Ever since IDE's were invented, IDE vendors had been selling us code that they wrote to build their IDE, thinking that we might get some reuse out of them. At first they are called class libraries. Then they become application frameworks. Now they are calling them platforms.
I liked Tom's exposition style a lot. I think inviting is the word to describe it. Half way into the article, I wanted to reinstall NetBeans, which I uninstalled 44 days ago and try out Tom's examples, which are temporarily available here.
I did have a few problems:
When I ran ant tryme, and could not find some of the classes in the org.apache.tools.ant package. (If you think about it, this is almost comical.) Adding /usr/share/java/ant-1.6.2.jar to my CLASSPATH environment variable won't help. I have to specify it on the command line using -Dant.jar=/usr/share/java/ant-1.6.2.jar for the example to proceed.
The sample tries to modify or write files in the NetBeans installation directory, which under my installation scheme is not writable. I usually don't like it when programs want to mess up a perfectly good installation. But for Tom there is nothing that a little chmod 777 won't fix.

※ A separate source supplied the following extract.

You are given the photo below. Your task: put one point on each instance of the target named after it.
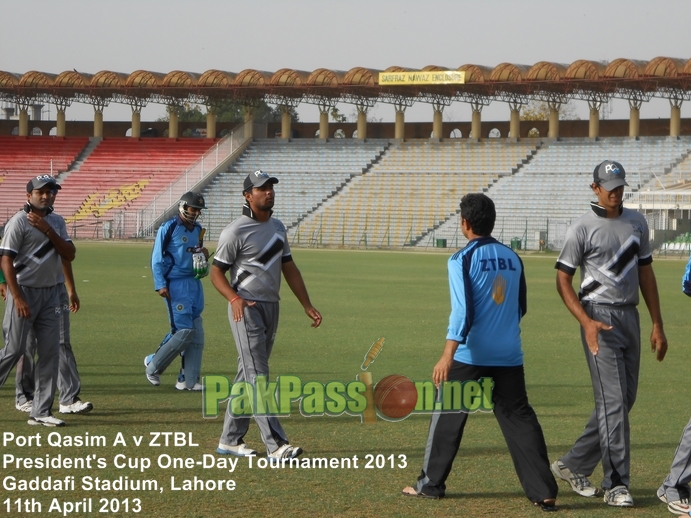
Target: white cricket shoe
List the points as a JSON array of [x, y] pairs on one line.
[[680, 507], [239, 450], [77, 407], [285, 452], [180, 385], [154, 379], [579, 483], [618, 496], [24, 407], [48, 420]]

In the step where Tom says to edit nbbuild/user.build.properties he really means nbbuild/user.cluster.properties.
Other than these, the introduction is a smooth sail. Look what I did:
Now that I'm talking about NetBeans, I should point out that the promised change of the click through license on the NetBeans download site still hasn't happened. According to Tim Boudreau in a comment made 24 days ago:
Turns out we have to do something or other for all the historical releases as well, so we've been iterating with the lawyers on clear, unambiguous text for those. I know that sounds Dilbert-esque, but lawyers are paid to be paranoid. I made a commitment, and what I said will happen will happen. I will post a follow-up here as soon as it does.